Beranda News

Obituary: Sang Pengelana Sunyi, Leo Kristi Telah Berpulang ke Pangkuan Ilahi

Obituary: Sang Pengelana Sunyi, Leo Kristi Telah Berpulang ke Pangkuan Ilahi
Musisi senior Leo Kristi dipanggil Yang Maha Kuasa Minggu (21/5/2017) dinihari tadi sekitar pukul 00.30 WIB di Rumah Sakit Immanuel Bandung, Jawa Barat.

BANDUNG, Pelitabanten.com – Berita duka datang dari dunia musik Tanah Air. Musisi senior  Leo Kristi dipanggil Yang Maha Kuasa Minggu (21/5/2017) dinihari tadi sekitar pukul 00.30 WIB di Rumah Sakit Immanuel Bandung, Jawa Barat.

Almarhum meninggal dunia dalam usia 67 tahun. Jenazah penyanyi dengan nama asli Imam Sukarno ini saat ini dibawa ke rumah duka di Jakarta, di Jalan Bongas II E7 No, 17 Jatiwaringin Asri, Pondok Gede, Jakarta Timur.
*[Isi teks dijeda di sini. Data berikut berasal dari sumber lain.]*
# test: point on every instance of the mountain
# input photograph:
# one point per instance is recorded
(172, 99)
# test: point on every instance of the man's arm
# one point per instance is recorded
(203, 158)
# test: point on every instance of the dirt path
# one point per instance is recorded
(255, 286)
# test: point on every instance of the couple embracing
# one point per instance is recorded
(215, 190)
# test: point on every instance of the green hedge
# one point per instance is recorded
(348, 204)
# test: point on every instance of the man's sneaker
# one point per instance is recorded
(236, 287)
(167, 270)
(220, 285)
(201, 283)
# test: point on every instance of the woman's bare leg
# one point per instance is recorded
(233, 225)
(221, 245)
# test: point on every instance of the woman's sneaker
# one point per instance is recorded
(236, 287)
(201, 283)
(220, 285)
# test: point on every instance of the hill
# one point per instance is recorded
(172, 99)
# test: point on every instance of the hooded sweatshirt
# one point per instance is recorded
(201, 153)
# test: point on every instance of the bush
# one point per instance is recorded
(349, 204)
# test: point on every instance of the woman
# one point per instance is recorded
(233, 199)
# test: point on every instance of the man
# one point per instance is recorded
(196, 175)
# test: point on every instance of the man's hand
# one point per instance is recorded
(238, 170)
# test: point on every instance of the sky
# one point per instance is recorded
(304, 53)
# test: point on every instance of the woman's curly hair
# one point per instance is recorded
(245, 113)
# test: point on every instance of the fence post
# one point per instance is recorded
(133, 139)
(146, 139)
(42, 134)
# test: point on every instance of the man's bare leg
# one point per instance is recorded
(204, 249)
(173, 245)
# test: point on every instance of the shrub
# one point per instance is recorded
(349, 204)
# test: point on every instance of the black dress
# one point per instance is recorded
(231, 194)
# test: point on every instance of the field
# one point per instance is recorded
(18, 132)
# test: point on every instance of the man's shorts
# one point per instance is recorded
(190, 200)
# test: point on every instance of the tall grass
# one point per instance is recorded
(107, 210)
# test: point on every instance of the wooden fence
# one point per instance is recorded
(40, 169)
Kisah perjalanan karier bermusiknya diabadikan di laman www.hitamputihorche.com/tentang-leo-kristi/ oleh Ramdan Malik. Berikut perjalanan hidup mendiang Leo Kristi. Lahir di Surabaya pada 8 Agustus 1949, Imam Sukarno besar dalam keluarga priyayi. Karena berasi bintang Leo, ia biasa dipanggil Leo. Ayahnya, seorang birokrat pajak, suatu hari mewariskan sebuah gitar Ibanez hitam kepadanya. Leo yang iri melihat abangnya, Boni, diwariskan keris merajuk. “Gitar itu keris saktimu,” ujar ayahnya yang memahami bakat musik Leo. Keris sakti itulah yang kemudian disingkat menjadi nama keduanya: Kristi.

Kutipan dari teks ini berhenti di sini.